La World Meteorological Organization, ovvero l’Organizzazione meteorologica mondiale delle Nazioni Unite, ha da poco pubblicato il risultato di un lungo studio che è stato presentato a margine della Conferenza Onu sul Clima che si sta svolgendo a Marrakech: i dati sono inquietanti e parlano del 2016 come dell’anno più caldo di sempre da quando hanno avuto inizio le rilevazioni di questo tipo, sul finire dell’800.

Se tutti gli indicatori verranno rispettati – afferma lo studio – verrà battuto il primato stabilito dal 2015: rispetto ai valori dell’età pre-industriale l’annata in corso ha fatto registrare un aumento della temperatura di 1.2 gradi, la maggior parte del quale dovuto all’azione umana e alla produzione dei gas serra.

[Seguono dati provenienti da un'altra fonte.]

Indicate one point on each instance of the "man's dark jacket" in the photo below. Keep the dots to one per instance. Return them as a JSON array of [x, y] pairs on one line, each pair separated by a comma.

Sono oltre 190 i Paesi riunitisi in Marocco per discutere un piano di attuazione dei contestatissimi accordi stretti a Parigi lo scorso anno: durante la Conferenza sul Clima della capitale francese venne fissato l’obiettivo di ridurre il riscaldamento globale al di sotto dei 2 gradi.

Il segretario generale dell’Organizzazione Meteorologica Mondiale Petteri Taalas si è detto preoccupato per le conseguenze che potrebbe avere l’aumento della temperatura, per quanto nel 2016 ci sia stato l’influsso del“calore supplementare del potente Nino”, che già aveva fatto schizzare in alto i valori del 1998. Tuttavia sono tutte le annate posteriori all’inizio del secondo millennio a essere considerate le più calde di sempre, elemento che lascia intendere quanto sia precipitata la situazione climatica negli ultimi 15 anni, senza che siano stati posti limiti e paletti.

In alcune zone della Terra la situazione è ormai già critica, e il fenomeno ben al di sopra dei livelli di guardia, come ha rivelato Taalas: “In parti della Russia Artica le temperature sono dai 6 ai 7 gradi sopra la media. Molte altre regioni artiche e sub-artiche in Russia, Alaska e nel nordovest del Canada erano almeno 3 gradi sopra la media. Ci eravamo abituati a misurare le temperature da record in frazioni di gradi, ma questa è tutta un’altra cosa”.

Continua a impensierire gli studiosi il fenomeno della fusione dei ghiacci, con la mancata estensione dei ghiacci marini artici: quest’anno in Groenlandia, per esempio, è stata la più bassa di sempre dopo quella del 2012, con 4,14 milioni di km2 rilevati nel mese di settembre.

Ma a tenere banco è anche la concentrazione di anidride carbonica nell’atmosfera: nel 2015 è stato infatti toccato il record mai raggiunto prima delle 400 parti per milioni, che purtroppo sembra essere destinato a crescere.

Uno scenario che dovrebbe mettere in allarme anche il nuovo presidente USA Donald Trump, notoriamente scettico nei confronti del fenomeno del surriscaldamento globale: secondo uno studio pubblicato l’anno scorso, l’aumento dei gradi inciderà pesantemente sull’economia mondiale, incrementando anche “l’eventualità dell’impatto di eventi estremi”, come ha ricordato il segretario generale dell’Organizzazione.